Nineteenth Century Collections Online: British Politics and Society

With this collection, scholars can research and explore primary sources covering such topics as British domestic and foreign policy, the working class, trade unions, Chartism, utopian socialism, public protest, radical movements, the cartographic record, political reform, education, family relationships, religion, leisure, and many others.

Nineteenth Century Collections Online: Europe and Africa, Colonialism and Culture

Nineteenth Century Collections Online: Europe and Africa, Colonialism and Culture presents a dramatic, gripping chronicle of exploration and missions from the early nineteenth century through the Conference of Berlin in 1884 and the subsequent scramble for Africa. Unique sources provide a wealth of research topics on explorers, politicians, evangelists, journalists, and tycoons blinded by romantic nationalism or caught up in the competition for markets and converts. These monographs, manuscripts, and newspapers cover key issues of economics, world politics, and international strategy.

Nineteenth Century Collections Online: Maps and Travel Literature

Nineteenth Century Collections Online: Maps and Travel Literature provides geographical images from all areas of the globe. The nineteenth century encompassed tremendous growth in maps and map making as the field of cartography gained visibility and professional standards. Mapping of the world during this time period was driven by massive industrialization and exploration. As people ventured further from traditional population centers, a new market for reliable maps was created. This collection supports studies on the evolution of travel and transportation and spans multiple disciplines, providing insight into societal values, interests, colonialism, and exploration.

Nineteenth Century Collections Online: Science, Technology, and Medicine, Part I

The “long” nineteenth century is an era characterized by industrial, technical, and social revolution. With a changing society came new approaches to the study of natural history, physics, mathematics, medicine, and public health. Boasting a wealth of curated primary sources, this collection helps researchers place essential subjects in the larger picture of historical study.

Nineteenth Century Collections Online: Women and Transnational Networks

The Nineteenth Century Collections Online: Women and Transnational Networks collection covers issues of gender and class, igniting nineteenth-century debate in the context of suffrage movements, culture, immigration, health, and many other concerns. Using a wide array of primary source documents, including serials, books, manuscripts, diaries, reports, and visuals, this collection focuses on issues at the intersection of gender and class from the late eighteenth century to the era of suffrage in the early twentieth century, all through a transnational perspective.

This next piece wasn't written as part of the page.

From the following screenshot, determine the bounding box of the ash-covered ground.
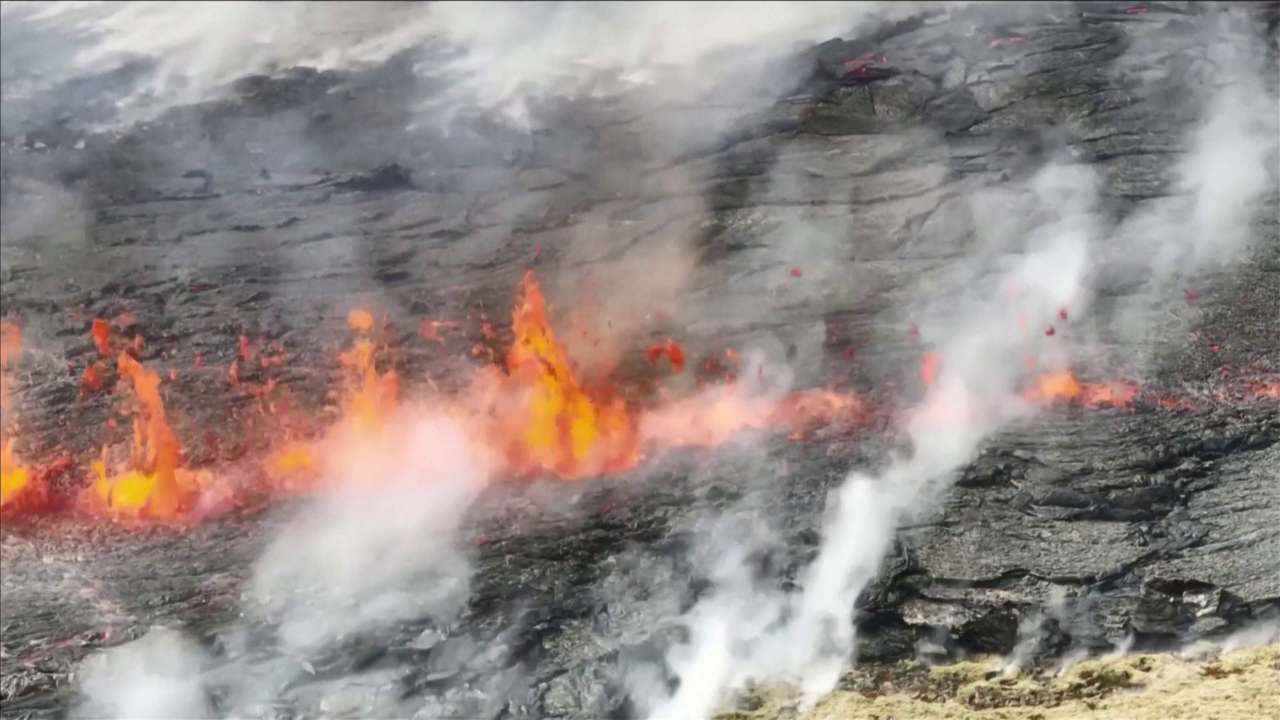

Sabin Americana: History of the Americas, 1500–1926

Based on Joseph Sabin's famed bibliography, this digital archive provides a firsthand account of 450 years of history in the Americas, including discovery and exploration, slavery and European colonization, native peoples, wars of independence, religion and missionary work, social and political reforms, economic development, westward expansion, notable individuals, and much more.

The Times Digital Archive, 1785-2019*

The Times Digital Archive is an online, full-text facsimile of more than 200 years of the Times, one of the most highly regarded resources for eighteenth-, nineteenth-, and twentieth-century news coverage, with every page of every issue from 1785 to 2019.